Personal accounts of liberation and bondage

Regarding recent study results showing that despite more of a biological approach to serious “mental illness” issues, the “stigma” had not appreciably lessened, Patrick Corrigan, an Illinois Institute of Technology psychology professor, had a few good remarks to offer on the subject. The report I’m referring to, found in Bloomburg Businessweek, bears the headline For Many, Stigma of Mental Illness Lingers.

Corrigan believes the answer — or at least part of it — lies in stories, “having people with a condition tell their story. This, he said, might include a “way-down story” and a “way-up story”: “the way-down proving you are a person with a mental illness and the way-up proving that you have recovered.”

Reading the news, you catch more way-down stories than you do way-up stories. I’d definitely like to see more way-up stories out there, many more.

“Most people with serious mental illness do recover, so that’s why way-up stories are so important,” he added. “We would suggest that [these stories] be told to key power groups — instead of trying to change popular opinion, trying to change important power groups like landlords [and employers].”

Here I wouldn’t neglect popular opinion. I think that’s in large measure a big part of the problem currently. The education the general public receives at the hands of mainstream media and the entertainment industry in cohoots is atrocious. Your average person in mental health treatment is by no means a slashing serial murderer. In fact, people who have received no “mental illness” label are more likely to commit a violent crime than the typical person who has had experience in the psychiatric system.

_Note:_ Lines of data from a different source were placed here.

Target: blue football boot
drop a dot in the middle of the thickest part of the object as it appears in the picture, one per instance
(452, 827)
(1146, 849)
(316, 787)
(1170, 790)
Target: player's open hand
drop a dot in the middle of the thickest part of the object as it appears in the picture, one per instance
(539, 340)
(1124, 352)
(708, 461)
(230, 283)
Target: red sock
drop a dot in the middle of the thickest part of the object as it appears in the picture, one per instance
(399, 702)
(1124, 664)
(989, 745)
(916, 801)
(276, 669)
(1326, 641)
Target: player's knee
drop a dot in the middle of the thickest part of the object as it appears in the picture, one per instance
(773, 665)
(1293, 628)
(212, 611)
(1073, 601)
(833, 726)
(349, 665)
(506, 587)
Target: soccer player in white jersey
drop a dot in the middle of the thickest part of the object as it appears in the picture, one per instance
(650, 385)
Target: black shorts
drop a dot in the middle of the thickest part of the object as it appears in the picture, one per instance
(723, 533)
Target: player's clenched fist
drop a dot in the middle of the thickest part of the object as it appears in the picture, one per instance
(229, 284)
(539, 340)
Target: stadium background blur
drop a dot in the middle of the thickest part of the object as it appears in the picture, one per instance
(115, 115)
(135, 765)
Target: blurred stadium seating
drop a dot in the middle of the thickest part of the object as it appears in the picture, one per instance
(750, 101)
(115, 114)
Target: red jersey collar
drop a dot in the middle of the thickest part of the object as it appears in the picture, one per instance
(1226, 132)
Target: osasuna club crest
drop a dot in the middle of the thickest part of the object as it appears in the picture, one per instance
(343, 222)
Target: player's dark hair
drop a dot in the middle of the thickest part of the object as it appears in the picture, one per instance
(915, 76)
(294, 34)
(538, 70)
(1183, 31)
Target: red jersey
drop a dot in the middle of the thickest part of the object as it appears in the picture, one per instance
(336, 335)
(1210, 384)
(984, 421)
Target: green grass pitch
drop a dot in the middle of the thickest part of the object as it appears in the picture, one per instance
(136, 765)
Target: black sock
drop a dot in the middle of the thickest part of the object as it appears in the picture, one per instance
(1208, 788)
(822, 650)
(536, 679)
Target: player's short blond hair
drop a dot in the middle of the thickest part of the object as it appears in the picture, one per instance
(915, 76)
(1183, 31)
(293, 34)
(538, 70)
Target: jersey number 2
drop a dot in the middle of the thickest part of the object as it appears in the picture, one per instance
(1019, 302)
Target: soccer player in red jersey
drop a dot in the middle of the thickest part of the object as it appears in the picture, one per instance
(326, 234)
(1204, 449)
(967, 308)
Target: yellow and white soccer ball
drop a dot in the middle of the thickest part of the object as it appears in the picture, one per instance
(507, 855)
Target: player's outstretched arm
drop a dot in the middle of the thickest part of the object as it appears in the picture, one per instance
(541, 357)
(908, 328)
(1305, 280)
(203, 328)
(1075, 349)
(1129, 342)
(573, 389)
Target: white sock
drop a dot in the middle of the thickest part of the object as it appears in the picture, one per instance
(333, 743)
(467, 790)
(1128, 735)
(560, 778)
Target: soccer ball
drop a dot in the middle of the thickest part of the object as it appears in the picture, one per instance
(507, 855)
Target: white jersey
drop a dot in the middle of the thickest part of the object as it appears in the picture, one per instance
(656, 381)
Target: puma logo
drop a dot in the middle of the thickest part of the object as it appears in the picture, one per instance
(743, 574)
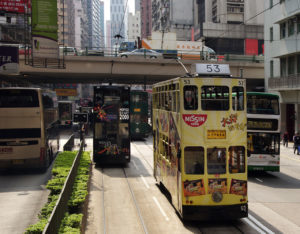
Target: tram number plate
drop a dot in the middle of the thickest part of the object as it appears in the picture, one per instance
(18, 161)
(6, 150)
(216, 134)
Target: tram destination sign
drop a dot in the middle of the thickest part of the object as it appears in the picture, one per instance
(216, 134)
(80, 118)
(212, 69)
(262, 124)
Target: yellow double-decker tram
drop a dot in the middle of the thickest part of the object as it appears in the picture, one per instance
(199, 143)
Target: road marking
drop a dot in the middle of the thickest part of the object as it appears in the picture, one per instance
(295, 159)
(160, 208)
(135, 165)
(254, 220)
(145, 182)
(259, 180)
(250, 223)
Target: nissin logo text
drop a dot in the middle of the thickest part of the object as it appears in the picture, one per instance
(194, 120)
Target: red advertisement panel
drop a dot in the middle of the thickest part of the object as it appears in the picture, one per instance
(17, 6)
(251, 46)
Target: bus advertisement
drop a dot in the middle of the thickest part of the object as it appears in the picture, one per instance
(200, 142)
(139, 126)
(29, 135)
(263, 131)
(111, 122)
(66, 110)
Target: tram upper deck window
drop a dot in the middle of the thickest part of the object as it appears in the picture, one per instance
(238, 98)
(214, 98)
(236, 159)
(216, 160)
(263, 104)
(190, 97)
(194, 160)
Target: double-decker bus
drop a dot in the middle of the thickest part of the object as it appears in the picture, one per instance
(66, 110)
(139, 126)
(199, 143)
(111, 122)
(263, 131)
(29, 135)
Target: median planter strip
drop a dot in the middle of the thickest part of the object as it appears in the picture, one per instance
(60, 171)
(75, 220)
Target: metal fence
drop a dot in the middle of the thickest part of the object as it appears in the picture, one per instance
(285, 82)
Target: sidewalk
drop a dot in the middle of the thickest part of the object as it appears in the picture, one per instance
(288, 151)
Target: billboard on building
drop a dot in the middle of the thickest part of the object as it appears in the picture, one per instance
(44, 29)
(251, 46)
(15, 6)
(9, 59)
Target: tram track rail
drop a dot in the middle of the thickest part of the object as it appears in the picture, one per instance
(132, 195)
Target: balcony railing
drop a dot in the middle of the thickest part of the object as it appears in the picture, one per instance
(284, 82)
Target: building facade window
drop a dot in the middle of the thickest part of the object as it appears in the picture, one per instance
(282, 30)
(283, 67)
(271, 68)
(298, 64)
(271, 34)
(291, 65)
(291, 28)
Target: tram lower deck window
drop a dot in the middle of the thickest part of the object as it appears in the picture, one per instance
(236, 159)
(216, 160)
(194, 160)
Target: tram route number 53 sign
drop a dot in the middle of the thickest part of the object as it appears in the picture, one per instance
(213, 69)
(9, 59)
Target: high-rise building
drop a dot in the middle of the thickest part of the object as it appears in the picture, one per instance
(108, 35)
(173, 16)
(134, 27)
(118, 17)
(66, 22)
(102, 35)
(282, 59)
(146, 18)
(81, 29)
(93, 14)
(230, 26)
(137, 5)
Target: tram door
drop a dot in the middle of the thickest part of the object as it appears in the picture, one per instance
(111, 124)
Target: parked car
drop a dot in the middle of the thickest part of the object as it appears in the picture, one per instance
(141, 52)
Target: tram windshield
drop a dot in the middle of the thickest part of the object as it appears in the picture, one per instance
(216, 160)
(194, 160)
(263, 143)
(215, 98)
(263, 104)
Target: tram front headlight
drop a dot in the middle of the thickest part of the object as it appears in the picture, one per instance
(217, 196)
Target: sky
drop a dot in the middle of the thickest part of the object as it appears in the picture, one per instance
(107, 8)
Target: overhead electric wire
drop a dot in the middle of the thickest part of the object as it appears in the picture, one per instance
(220, 36)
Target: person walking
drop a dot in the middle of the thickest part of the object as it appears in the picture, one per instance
(296, 140)
(285, 139)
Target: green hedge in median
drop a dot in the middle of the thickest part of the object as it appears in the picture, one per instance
(60, 171)
(73, 219)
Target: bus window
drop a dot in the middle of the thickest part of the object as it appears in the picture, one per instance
(215, 98)
(190, 97)
(238, 98)
(216, 160)
(12, 98)
(194, 160)
(236, 159)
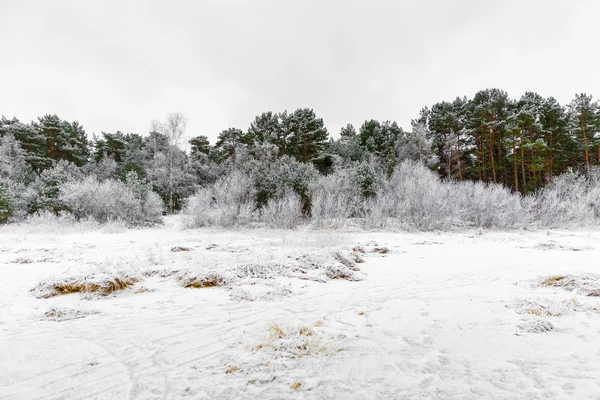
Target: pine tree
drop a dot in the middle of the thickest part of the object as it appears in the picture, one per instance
(228, 141)
(199, 145)
(266, 128)
(307, 135)
(584, 122)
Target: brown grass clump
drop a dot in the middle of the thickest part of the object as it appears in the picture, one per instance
(177, 249)
(553, 280)
(209, 280)
(231, 369)
(381, 250)
(533, 311)
(103, 287)
(358, 249)
(276, 332)
(585, 284)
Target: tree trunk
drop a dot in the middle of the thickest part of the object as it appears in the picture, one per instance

Give us more way-up stories, and I think you’d see a slight shift in public opinion. The psychiatric industry is full of way-down stories. These way-down stories serve as a justification and rationale for the medical model of psychiatry (i.e. psychiatric pessimism). Give us a few more way-up stories, and even your conventionally minded mental health professionals might begin to see that there are different ways to approach the subject of problems in living.

A related but unmentioned story is the way-out story. One shouldn’t automatically assume that everybody who gets sent to a state hospital is “mentally ill”. It just isn’t so. People get locked up because somebody wanted to get them out of the way, in some instances, as in custody disputes and inheritance battles. Some people enter the mental health system as children, too, and this is often a case of guardians over reacting to the stresses involved in child rearing rather than to any case of actual derangement.

One damper to this situation is that when the bureaucratic maze gets too clogged with red tape, or the system presents itself as too “broken”, even the way-out story can cease to find that way-out.